Su padre se llama también Álvaro Conrado, ingeniero informático, y su madre Liseth Dávila. La familia vive en el barrio Monseñor Lezcano. Luz Marina, la abuela, vive con ellos. “Cuando se le metía una idea en la cabeza nadie lo hacía cambiar de opinión”, dice la abuela. Y no soportaba las injusticias.
Un verdadero as con la patineta. Sus cabriolas eran preciosas, dice su padre. Y con sus entrenamientos de atletismo, riguroso. Cuando aún no había cumplido los seis años aprendió a tocar la guitarra. Amante del rock, sus preferidos últimamente eran los Beatles y Queen. También lo atraían los animes. Soñaba con viajar a Japón.
El jueves 19 de abril del 2018, con las clases suspendidas debido a la rebelión que sacudía el país, Álvaro se fue al colegio temprano de la mañana para entrenar. Luego pasó toda la tarde acompañando a su papá en el trabajo, y entonces le pidió que le explicara lo que estaba pasando en las calles. Después de escuchar con atención, dijo: “papá, ¿por qué no nos vamos a asomar?” “No, eso es muy peligroso” respondió el padre. “Vos sos un niño todavía”.
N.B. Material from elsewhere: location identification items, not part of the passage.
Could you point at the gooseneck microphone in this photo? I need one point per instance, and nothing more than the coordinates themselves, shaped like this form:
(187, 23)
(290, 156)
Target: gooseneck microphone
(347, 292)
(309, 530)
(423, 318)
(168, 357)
Volvieron juntos a la casa, cenaron. Siguió haciendo preguntas hasta la medianoche. El asunto de las protestas no se le iba de la cabeza. Antes de dormirse, le envió un mensaje a una amiga, que la madre encontró después en el teléfono: “…dónde está el respeto hacia nuestra patria. Es Nicaragua, no es cualquier basura. Somos nicaragüenses. Somos uno solo. Contra eso no podrán nunca jamás”.
Al día siguiente se levantó muy temprano. Su abuela lo notó inquieto, y ahora, sacando cuentas, piensa que su preocupación se debía a que iban a ser ya las nueve y su papá no terminaba de irse al trabajo; lo que quería era salir cuanto antes hacia las barricadas.
“Desayunamos juntos, nos despedimos y eso fue lo último”, dice el padre. “Entonces pasado el mediodía recibo en mi oficina una llamada desde su propio teléfono, y cuál es mi susto cuando esa persona desconocida que lo había recogido me informa que mi hijo está entrando al quirófano del hospital Bautista, y que lleva una herida grave en el cuello. Yo corrí al hospital, pero, ya no lo alcancé a verlo vivo”.
En la casa del barrio Monseñor Lezcano fue levantado una especie de altar de muertos con las pertenencias de Álvaro: su último certificado de notas, sus medallas de atletismo, la guitarra en su funda, la patineta de las cabriolas que admiraban a su padre. Su carnet de colegial, sus fotos.
El artista gráfico Juancho Tijerino le hizo un retrato estilo manga, por eso de que le gustaban los animes. El pelo abundante y revuelto, los ojos diáfanos agrandados tras sus lentes de pasta, el pecho erguido cruzado por la bandera de Nicaragua que flota por encima de su camiseta deportiva, y posado sobre su hombro izquierdo un guardabarranco, el colorido pájaro nacional. Esa es la figura que prendió en las redes y fue impresa en pancartas que navegaron entre las multitudes en las marchas, en camisetas, banderolas, calcomanías. Hasta que fue prohibida.
El viernes de abril en que Álvaro fue asesinado, otros muchachos cayeron también víctimas de los francotiradores, y muchos más seguirían cayendo en los días sucesivos. La cuenta de los muertos por la represión que empezó en ese mes de abril de hace tres años alcanzó más de trescientos.
“Mi hijo hoy cumpliera 18 años y fuera un hombrecito, estaría estudiando en alguna universidad”, dice su padre.
El sol es de incendio sobre Nicaragua en abril. Pero la hierba verde renace de los carbones, dice Ernesto Cardenal.